Amber@theRunaMuck says
Thank you, Tammy. Yes, this one is hard. It’s kind of a constant turning over for me.
Bev Duncan@ Walking Well With God says
Beautiful post…finally believing how truly loved we are sets us free to pursue what God had intended for us all along. He keeps whispering words of love until finally we hear. What an awesome God we have!
Blessings,
Bev
Amber@theRunaMuck says
Bev, it’s so true. It’s like something clicks. When I’m believing that He loved me first, my entire life seems to pull in the direction of HOPE, and from that, I am genuinely loving others. It has an exponential effect.
alli says
Good can come from bad beginnings. Jesus was born in a stable
Amber@theRunaMuck says
I know it, Alli. I keep thinking that. Jesus was born into shame. I’m so grateful that we even get to know that.
Jeni says
This version is (NASB) “Hope does not disappoint, because the love of God has been poured out within our hearts through the Holy Spirit who was given to us” (Romans 5:5).
But if you click on the link it is: English Standard Version (ESV)
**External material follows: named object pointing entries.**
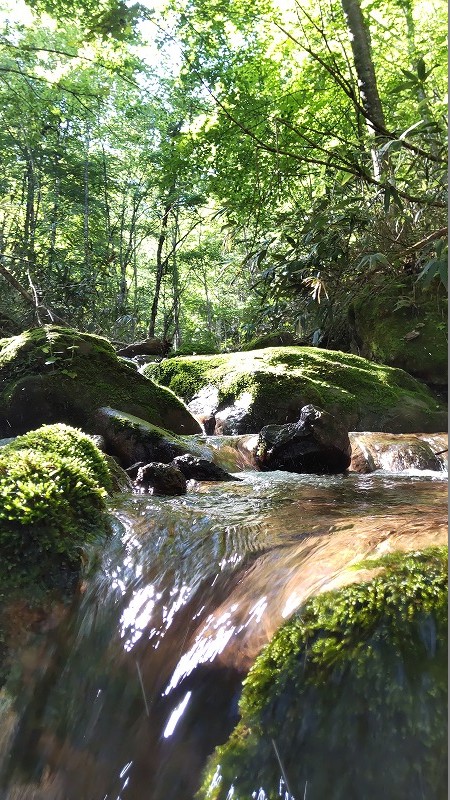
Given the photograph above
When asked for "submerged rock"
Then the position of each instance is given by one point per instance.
(199, 469)
(163, 479)
(147, 347)
(132, 440)
(271, 386)
(55, 374)
(317, 443)
(358, 678)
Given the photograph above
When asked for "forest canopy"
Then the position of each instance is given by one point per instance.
(207, 172)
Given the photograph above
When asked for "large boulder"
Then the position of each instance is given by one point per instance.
(55, 374)
(271, 386)
(163, 479)
(318, 443)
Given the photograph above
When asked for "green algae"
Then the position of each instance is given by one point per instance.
(349, 698)
(280, 380)
(54, 374)
(409, 332)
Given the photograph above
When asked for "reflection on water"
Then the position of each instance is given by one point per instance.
(126, 697)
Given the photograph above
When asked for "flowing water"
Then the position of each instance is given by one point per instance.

and hope does not put us to shame, because God’s love has been poured into our hearts through the Holy Spirit who has been given to us.
Romans 5:5 (NASB)
and hope does not disappoint, because the love of God has been poured out within our hearts through the Holy Spirit who was given to us.
Valerie Hohenberger says
Amber, thanks for this post. I too have been a victim of shame, and control issues. I am working on it, but it is a hard habit to break! With God’s help I WILL!
Marcy says
I’m right here in this… “I’ve so overly empathized with those wrestling doubt and disbelief that I forgot about HOPE”. There are multiple moments daily to choose the hope. Thank you for encouragement to keep choosing just before this day ends!
Nancy says
Rejection has been a large part of my life. If I did not know that God loves me and have the hope that one day I will be home where I will never be rejected again, I would not have the strength to face each day.
Joy says
My momma died when I was 4. My father would do horrible things to me & my three siblings & disappear sometime for days, sometimes for months. One day he left my younger brother & I and never came back. He kept my sisters though, i supose they were good enough. My brother got adopted. Everyone wants a baby but I was already 6. I lived in 9 homes in about 2 years. Some were really good some were very abusive. When I was 8 I got adopted by distant family but they never treated me good either. A couple months ago they decided that they didn’t want me anymore either. My very gracious & godly English teacher opened her heart & home & has welcomed me not just to live with them but to finally truely have a family. I understand the fear of rejection. It’s been a pretty common theme in my life so far. Thank you for your beautiful words. They sung to my soul. I know I can get back up & run because as It says in Psalm 27 “Though my father & my mother forsake me The Lord will lift me up”.
Kelly @ Love Well says
This is redemption, Amber. The bravery that comes from tasting His sweetness and refusing any other drink in His stead.
Cheering you on, woman of valor. So proud of you.
karina allen says
Amber, this is beautiful and beautifully conveyed! Shame, fear and rejection are totally passed down! I have been plagued by these emotions my whole life. Only now, in my 30s, is the Lord setting me free from them. It is a struggle at times but I know that getting free is worth the fight. There are others on the others side of my freedom that need to know God’s truth and promises that I am learning.
My prayer is that I begin to fully realize how wide and how high and how deep is God’s love for me. I know that that is what will give me hope and a sense of identity.
This is my fave quote! “… the Holy Spirit speaks to us within our own broken hearts.”
That just resonates in the depths of my soul. I am SO thankful that He pursues us and speaks life, hope and healing to our hearts.
Grateful that you shared this truth and what the Lord is doing in your heart. We are all journeying together. Have I mentioned that I am proud of you? Because I am!!!!!